Sebi plans to reduce the cooling off period to one year for its former employees before they take up jobs elsewhere as well as introduce special casual leaves for staff with physical disabilities, according to a senior official.

Besides, the watchdog has proposed a comprehensive review of its recruitment policy.

The Sebi board, which is scheduled to meet on June 21, is expected to discuss these proposals, the official said.

At present, an employee who has retired or ceased to be in the service at the regulator is barred from taking up jobs with Sebi-registered intermediaries or any other commercial employment for a period of two years.

This period is proposed to be reduced to one year.

Once approved, the reduced time period will also be applicable to officials who have retired or have resigned but have not completed two years after being relieved from the services of the Securities and Exchange Board of India.

The reduction in cooling off period will also bring the condition applicable for Sebi employees in line with the RBI and the central government.

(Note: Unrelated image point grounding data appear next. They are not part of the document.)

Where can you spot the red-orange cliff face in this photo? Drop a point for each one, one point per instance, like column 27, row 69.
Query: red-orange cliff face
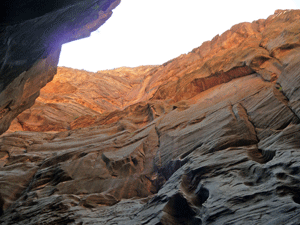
column 245, row 49
column 210, row 137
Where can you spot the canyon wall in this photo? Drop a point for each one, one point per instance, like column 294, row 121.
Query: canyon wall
column 31, row 35
column 210, row 137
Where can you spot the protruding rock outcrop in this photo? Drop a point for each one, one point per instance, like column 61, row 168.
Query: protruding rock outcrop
column 31, row 36
column 211, row 137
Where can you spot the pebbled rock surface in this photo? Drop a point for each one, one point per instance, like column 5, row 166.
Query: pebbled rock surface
column 31, row 35
column 210, row 137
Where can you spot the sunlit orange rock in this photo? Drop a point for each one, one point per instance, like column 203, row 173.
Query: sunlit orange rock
column 210, row 137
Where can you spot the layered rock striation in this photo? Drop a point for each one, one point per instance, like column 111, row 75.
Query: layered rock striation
column 210, row 137
column 31, row 35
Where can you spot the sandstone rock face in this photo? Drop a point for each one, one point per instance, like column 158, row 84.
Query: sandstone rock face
column 211, row 137
column 31, row 35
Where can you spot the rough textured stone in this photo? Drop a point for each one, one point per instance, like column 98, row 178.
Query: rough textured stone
column 31, row 35
column 211, row 137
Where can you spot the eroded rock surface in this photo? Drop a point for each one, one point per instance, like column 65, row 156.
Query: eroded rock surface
column 31, row 35
column 211, row 137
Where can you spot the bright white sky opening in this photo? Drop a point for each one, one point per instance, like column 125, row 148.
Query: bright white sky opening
column 151, row 32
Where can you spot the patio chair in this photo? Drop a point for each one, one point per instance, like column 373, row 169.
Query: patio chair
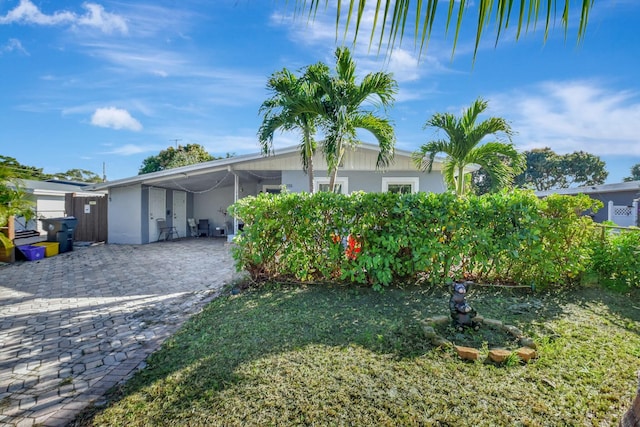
column 163, row 228
column 193, row 227
column 203, row 227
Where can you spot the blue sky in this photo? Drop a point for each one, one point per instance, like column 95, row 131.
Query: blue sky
column 110, row 82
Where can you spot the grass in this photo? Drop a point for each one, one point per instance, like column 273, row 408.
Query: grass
column 331, row 355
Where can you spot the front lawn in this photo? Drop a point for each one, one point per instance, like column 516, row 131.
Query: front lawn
column 334, row 355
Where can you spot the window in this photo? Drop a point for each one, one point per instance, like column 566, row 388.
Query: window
column 272, row 189
column 401, row 185
column 322, row 184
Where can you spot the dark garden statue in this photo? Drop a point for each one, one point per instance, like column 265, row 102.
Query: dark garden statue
column 461, row 312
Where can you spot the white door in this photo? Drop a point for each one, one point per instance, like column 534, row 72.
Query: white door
column 180, row 212
column 157, row 210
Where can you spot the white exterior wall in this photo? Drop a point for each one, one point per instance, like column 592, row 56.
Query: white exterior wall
column 208, row 205
column 125, row 215
column 45, row 206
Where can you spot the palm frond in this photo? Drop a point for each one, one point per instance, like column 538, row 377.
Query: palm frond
column 394, row 24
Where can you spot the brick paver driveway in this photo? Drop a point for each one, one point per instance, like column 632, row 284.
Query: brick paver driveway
column 73, row 325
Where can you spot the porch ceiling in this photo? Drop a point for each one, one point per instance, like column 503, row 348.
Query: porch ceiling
column 198, row 183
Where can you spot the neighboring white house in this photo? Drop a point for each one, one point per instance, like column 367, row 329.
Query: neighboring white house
column 620, row 200
column 48, row 199
column 204, row 191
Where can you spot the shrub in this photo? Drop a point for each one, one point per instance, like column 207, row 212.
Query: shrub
column 383, row 238
column 616, row 257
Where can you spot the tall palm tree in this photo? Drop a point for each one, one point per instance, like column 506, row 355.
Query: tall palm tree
column 392, row 17
column 343, row 111
column 463, row 148
column 289, row 91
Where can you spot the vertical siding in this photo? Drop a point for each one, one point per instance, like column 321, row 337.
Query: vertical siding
column 125, row 215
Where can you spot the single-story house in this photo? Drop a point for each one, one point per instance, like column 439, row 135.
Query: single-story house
column 620, row 200
column 48, row 198
column 204, row 191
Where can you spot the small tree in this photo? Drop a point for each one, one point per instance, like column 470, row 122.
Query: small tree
column 175, row 157
column 546, row 170
column 635, row 174
column 13, row 201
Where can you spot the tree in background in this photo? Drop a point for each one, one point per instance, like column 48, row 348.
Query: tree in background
column 342, row 110
column 463, row 146
column 282, row 111
column 635, row 174
column 78, row 175
column 547, row 170
column 17, row 170
column 392, row 17
column 13, row 200
column 20, row 171
column 175, row 157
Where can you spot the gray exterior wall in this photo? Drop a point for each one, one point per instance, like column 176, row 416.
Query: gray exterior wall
column 125, row 205
column 298, row 181
column 619, row 198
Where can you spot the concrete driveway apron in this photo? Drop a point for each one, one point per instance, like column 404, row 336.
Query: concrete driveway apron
column 75, row 324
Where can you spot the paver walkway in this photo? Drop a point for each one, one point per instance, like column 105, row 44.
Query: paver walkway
column 73, row 325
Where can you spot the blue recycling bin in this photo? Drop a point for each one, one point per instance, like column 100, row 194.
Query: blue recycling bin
column 60, row 230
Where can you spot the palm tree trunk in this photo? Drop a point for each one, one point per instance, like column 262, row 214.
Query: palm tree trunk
column 460, row 189
column 310, row 174
column 334, row 172
column 308, row 147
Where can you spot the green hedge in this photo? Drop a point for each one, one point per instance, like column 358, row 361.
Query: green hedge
column 384, row 238
column 616, row 257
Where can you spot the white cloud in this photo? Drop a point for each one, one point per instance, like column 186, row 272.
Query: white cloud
column 571, row 116
column 132, row 149
column 96, row 17
column 13, row 45
column 115, row 118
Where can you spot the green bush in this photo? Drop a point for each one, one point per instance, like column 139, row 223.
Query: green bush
column 616, row 258
column 383, row 238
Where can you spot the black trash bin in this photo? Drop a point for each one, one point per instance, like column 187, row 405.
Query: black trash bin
column 60, row 230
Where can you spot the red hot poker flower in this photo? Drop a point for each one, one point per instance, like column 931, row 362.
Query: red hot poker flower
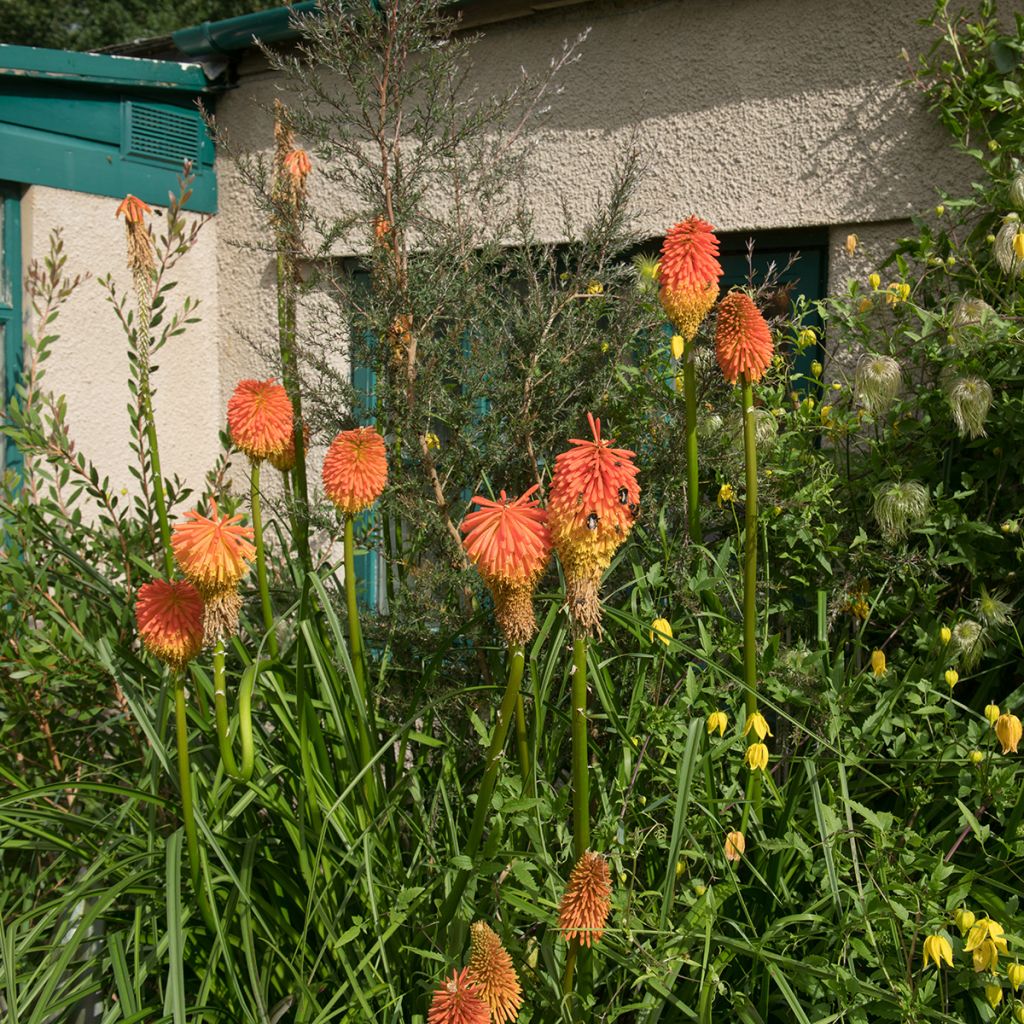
column 587, row 903
column 215, row 553
column 170, row 621
column 593, row 504
column 459, row 1001
column 491, row 967
column 508, row 540
column 297, row 164
column 742, row 339
column 510, row 544
column 132, row 208
column 355, row 469
column 688, row 273
column 259, row 418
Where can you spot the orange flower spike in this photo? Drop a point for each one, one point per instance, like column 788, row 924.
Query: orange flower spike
column 170, row 621
column 491, row 967
column 355, row 469
column 459, row 1001
column 587, row 903
column 297, row 164
column 688, row 273
column 593, row 503
column 132, row 208
column 508, row 540
column 742, row 339
column 259, row 419
column 214, row 554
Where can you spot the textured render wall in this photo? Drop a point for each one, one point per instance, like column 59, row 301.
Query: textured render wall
column 89, row 363
column 755, row 115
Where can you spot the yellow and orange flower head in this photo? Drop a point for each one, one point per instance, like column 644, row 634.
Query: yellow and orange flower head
column 459, row 1001
column 140, row 260
column 688, row 273
column 132, row 208
column 214, row 554
column 491, row 967
column 259, row 418
column 170, row 621
column 587, row 903
column 742, row 339
column 355, row 469
column 509, row 543
column 593, row 503
column 735, row 846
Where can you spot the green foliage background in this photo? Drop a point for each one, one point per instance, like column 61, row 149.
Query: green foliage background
column 878, row 823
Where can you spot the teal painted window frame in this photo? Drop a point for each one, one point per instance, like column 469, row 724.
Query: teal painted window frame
column 10, row 311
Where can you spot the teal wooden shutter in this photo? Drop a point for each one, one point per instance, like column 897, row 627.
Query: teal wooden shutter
column 368, row 565
column 809, row 271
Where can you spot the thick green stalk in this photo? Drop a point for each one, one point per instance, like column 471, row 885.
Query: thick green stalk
column 290, row 373
column 692, row 475
column 187, row 811
column 522, row 743
column 751, row 572
column 517, row 659
column 581, row 761
column 264, row 590
column 243, row 773
column 158, row 476
column 358, row 657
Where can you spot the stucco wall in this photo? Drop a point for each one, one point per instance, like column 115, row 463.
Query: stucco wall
column 755, row 115
column 89, row 361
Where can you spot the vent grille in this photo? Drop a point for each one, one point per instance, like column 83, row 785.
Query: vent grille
column 159, row 133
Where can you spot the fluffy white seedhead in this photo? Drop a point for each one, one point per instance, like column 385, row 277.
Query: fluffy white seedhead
column 1010, row 251
column 970, row 311
column 900, row 507
column 991, row 610
column 1017, row 192
column 878, row 381
column 969, row 638
column 970, row 400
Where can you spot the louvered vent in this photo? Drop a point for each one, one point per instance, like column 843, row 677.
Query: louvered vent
column 164, row 134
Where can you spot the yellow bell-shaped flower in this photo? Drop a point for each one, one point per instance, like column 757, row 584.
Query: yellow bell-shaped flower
column 938, row 949
column 759, row 724
column 718, row 720
column 662, row 629
column 1015, row 972
column 757, row 757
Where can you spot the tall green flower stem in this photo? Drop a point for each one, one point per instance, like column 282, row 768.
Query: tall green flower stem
column 517, row 660
column 692, row 475
column 187, row 811
column 522, row 744
column 264, row 590
column 358, row 659
column 751, row 576
column 143, row 296
column 581, row 767
column 243, row 772
column 290, row 374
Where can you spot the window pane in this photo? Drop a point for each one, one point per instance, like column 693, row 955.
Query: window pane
column 4, row 283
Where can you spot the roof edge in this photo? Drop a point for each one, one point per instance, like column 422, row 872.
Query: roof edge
column 101, row 69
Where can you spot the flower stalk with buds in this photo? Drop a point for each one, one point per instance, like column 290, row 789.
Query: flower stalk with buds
column 688, row 274
column 509, row 543
column 743, row 346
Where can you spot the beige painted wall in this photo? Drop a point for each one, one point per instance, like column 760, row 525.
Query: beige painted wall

It would amend the Sebi (Employee's Service) Regulations, the official said.

According to him, there is also a proposal to introduce special casual leaves for persons with disabilities at the Sebi in line with provisions made by the Department of Personnel and Training and the RBI.

The official noted that the recruitment policy will be reviewed comprehensively as it is a dynamic environment where qualifications and skills expected from employees is changing.

One of the proposals is to increase the probation period for candidates hired for certain grades to two years from one year.